A late amendment to Senate Bill 1752 placed an $18,000 cap on the sales tax that applies to luxury boats. That means the tax paid on a $3 million vessel, or even a $10 million vessel, will be the same as the levy paid on a $300,000 boat.
The tax break -- courtesy of Rep. Will Weatherford, R-Wesley Chapel, and uber-lobbyist Ron Book, representing the Florida Yacht Brokers Association -- is intended to boost high-end boat sales in Florida.
These advocates say that higher sales volumes will boost state revenues in the long run.
Yet that less-is-more formula didn't fly when Rep. Ralph Poppell, R-Vero Beach, offered a variation for aircraft sales.
Poppell's House Bill 173 would have reduced the state's aircraft tax from 6 percent to 3 percent to help Florida compete with lower levies in neighboring states.
Poppell, who represents portions of Indian River County, home to a Piper Aircraft facility, cited an example of the disparate taxes on the sale of a turbo-prop Piper Meridian.
Georgia imposes a sales tax of $80,000 while Alabama collects $40,000. Florida's tax is $120,000.
Under HB 173, Florida's reduced tax tab of $60,000 would split the difference and still be sharply higher than North Carolina ($1,500) and South Carolina ($300).
Estimating models projected that the state would recoup its revenue loss after the first year.
Were grossly mistreating owners, says Poppell.
The Legislature agreed to Poppell's proposal to give pilot/owners 20 days of "fly-in" protection from additional fees on services and training, but rejected the proposed tax cut on plane purchases.
That steams the veteran legislator, who noted that his bill was a competitive tax reduction, not an arbitrary tax cap. Now, instead of all plane purchasers getting an across-the-board tax break, only high-end yacht buyers are in the line to reap favored treatment via the jobs bill amendment.

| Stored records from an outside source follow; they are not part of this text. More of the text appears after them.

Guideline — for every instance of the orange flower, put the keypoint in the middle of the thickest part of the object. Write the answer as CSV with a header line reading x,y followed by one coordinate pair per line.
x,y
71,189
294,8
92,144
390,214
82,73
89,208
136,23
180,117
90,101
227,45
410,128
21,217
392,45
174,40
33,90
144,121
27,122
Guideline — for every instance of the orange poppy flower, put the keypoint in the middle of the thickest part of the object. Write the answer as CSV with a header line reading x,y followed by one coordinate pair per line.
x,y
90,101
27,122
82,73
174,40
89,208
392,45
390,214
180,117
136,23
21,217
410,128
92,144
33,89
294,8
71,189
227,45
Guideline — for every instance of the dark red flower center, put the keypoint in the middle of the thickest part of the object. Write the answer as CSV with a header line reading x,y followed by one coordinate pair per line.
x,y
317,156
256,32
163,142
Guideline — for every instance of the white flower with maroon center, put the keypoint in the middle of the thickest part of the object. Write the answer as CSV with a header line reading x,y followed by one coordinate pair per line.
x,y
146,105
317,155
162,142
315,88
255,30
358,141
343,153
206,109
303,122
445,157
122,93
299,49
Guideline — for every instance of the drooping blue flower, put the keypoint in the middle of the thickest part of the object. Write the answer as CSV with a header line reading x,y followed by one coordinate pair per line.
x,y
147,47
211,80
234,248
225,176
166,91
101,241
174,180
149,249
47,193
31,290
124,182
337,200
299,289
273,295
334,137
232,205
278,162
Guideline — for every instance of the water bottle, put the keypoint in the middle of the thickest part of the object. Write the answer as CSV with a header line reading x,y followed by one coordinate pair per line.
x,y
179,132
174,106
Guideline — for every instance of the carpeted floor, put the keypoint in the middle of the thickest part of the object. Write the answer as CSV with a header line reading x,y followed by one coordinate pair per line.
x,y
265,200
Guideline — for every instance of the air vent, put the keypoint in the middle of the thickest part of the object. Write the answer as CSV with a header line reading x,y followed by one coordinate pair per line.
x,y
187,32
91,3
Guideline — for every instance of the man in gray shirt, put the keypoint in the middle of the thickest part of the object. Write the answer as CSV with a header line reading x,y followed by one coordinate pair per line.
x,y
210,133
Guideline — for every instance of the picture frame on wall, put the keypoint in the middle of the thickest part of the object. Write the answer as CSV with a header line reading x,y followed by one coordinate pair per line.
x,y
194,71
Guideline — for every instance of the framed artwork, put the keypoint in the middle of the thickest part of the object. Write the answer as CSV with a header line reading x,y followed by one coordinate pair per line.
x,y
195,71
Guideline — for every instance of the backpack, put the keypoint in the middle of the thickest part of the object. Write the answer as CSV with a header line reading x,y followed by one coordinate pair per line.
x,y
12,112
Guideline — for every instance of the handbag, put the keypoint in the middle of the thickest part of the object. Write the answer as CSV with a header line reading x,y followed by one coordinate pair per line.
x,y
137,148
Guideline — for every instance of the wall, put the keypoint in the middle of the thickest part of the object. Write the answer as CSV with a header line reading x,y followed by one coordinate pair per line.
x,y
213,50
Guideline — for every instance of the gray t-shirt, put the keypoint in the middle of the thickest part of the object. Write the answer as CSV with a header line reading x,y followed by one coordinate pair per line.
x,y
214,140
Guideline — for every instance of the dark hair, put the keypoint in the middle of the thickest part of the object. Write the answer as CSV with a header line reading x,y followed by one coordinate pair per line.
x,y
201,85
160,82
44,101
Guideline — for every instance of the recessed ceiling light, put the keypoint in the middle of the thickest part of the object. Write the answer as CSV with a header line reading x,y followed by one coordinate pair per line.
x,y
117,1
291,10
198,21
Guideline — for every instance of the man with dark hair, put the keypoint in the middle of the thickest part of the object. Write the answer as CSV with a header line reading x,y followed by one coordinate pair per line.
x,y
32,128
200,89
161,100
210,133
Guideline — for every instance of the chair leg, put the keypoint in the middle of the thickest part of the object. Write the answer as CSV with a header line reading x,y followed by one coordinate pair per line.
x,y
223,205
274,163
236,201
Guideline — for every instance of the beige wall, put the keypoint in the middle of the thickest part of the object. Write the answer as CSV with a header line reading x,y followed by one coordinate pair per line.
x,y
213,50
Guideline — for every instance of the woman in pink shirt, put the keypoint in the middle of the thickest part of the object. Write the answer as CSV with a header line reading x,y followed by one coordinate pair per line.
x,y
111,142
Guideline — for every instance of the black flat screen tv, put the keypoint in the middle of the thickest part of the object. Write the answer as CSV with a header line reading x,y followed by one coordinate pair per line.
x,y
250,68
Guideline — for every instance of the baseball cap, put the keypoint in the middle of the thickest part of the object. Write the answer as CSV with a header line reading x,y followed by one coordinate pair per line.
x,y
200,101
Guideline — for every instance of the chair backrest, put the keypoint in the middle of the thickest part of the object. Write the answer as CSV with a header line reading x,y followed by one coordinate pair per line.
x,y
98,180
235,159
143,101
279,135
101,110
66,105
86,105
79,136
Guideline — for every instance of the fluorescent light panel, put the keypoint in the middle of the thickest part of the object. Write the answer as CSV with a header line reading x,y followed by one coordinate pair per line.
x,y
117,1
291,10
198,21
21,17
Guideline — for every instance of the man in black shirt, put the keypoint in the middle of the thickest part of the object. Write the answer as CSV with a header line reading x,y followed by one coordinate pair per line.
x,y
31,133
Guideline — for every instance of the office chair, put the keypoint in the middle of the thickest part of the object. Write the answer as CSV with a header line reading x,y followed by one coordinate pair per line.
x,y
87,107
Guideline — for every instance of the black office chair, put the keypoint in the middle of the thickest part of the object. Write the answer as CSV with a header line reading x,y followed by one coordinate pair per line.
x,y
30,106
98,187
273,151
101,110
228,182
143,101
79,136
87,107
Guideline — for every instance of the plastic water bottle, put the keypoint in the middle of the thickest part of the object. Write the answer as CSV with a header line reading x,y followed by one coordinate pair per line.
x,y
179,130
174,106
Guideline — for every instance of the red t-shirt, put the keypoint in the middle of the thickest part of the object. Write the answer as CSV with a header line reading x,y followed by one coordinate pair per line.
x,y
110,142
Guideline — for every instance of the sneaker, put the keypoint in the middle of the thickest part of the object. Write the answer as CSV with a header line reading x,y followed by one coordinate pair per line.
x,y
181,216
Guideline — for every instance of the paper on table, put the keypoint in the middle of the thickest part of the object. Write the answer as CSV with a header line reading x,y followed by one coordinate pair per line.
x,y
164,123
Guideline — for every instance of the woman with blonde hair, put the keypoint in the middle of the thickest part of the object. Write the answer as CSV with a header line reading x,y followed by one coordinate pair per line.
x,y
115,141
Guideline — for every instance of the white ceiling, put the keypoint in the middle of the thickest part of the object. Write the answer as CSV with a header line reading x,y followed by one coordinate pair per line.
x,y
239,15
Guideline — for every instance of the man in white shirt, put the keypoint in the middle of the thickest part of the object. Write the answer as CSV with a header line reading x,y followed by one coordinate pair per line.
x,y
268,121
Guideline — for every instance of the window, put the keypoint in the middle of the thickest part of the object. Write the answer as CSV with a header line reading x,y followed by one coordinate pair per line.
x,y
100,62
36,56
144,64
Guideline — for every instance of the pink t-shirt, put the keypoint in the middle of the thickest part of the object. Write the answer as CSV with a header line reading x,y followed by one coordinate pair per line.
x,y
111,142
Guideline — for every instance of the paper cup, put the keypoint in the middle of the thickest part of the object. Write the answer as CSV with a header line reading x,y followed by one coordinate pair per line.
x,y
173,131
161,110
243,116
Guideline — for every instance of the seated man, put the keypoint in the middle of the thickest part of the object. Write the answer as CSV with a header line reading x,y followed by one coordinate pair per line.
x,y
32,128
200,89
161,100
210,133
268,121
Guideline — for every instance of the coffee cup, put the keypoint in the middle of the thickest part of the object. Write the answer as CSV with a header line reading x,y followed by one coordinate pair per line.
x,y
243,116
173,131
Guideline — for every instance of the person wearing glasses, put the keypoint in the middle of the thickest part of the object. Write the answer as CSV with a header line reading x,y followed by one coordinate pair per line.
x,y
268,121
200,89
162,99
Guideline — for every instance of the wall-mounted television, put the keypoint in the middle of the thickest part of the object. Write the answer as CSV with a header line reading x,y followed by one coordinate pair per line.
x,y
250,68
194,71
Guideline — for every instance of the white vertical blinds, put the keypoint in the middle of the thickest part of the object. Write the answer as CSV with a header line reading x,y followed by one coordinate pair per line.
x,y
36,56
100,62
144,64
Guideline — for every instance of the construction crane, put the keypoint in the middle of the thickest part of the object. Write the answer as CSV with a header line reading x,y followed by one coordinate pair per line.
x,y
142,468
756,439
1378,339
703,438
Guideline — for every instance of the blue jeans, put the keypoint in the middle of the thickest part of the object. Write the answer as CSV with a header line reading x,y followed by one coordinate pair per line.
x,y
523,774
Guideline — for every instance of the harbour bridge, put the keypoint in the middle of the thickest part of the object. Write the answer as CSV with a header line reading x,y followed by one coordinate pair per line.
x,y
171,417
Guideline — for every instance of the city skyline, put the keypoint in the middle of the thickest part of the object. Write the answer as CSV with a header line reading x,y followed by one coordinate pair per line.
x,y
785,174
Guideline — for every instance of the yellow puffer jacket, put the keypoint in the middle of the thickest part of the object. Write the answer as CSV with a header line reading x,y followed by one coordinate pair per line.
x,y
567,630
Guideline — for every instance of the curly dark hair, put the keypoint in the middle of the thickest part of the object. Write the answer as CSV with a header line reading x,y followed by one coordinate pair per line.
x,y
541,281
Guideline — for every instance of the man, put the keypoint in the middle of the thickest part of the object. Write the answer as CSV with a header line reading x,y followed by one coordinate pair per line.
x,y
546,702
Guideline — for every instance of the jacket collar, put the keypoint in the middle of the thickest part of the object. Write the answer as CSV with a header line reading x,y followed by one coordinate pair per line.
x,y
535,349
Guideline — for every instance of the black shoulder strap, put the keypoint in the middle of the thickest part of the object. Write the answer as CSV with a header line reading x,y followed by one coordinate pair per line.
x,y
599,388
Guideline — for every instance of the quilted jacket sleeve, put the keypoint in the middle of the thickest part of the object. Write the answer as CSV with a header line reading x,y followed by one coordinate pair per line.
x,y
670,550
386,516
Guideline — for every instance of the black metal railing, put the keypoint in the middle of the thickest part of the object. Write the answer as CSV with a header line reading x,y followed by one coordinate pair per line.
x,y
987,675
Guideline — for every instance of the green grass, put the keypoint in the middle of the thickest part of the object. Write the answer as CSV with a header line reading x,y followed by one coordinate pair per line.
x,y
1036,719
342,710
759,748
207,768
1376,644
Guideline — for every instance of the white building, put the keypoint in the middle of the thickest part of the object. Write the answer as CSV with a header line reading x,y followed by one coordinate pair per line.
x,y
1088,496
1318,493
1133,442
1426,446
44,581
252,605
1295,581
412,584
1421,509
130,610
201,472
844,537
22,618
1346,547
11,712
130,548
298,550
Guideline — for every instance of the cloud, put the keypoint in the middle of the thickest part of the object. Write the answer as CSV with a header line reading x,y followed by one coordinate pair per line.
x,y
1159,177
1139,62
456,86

Bottom line: A buyer of a $3 million jet would have paid $90,000 in sales taxes under Poppell's 3 percent tax plan. A buyer of a $3 million yacht will pay just $18,000 in sales taxes under Weatherford's amendment.
"That's unfair," Poppell said.
Then again, Poppell is retiring, due to term limits. Weatherford is a rising Republican star on track to become speaker of the House in 2012.
Gov. Charlie Crist has indicated he will sign SB 1752 today. He has not said if he will use his line-item veto on the yacht provision.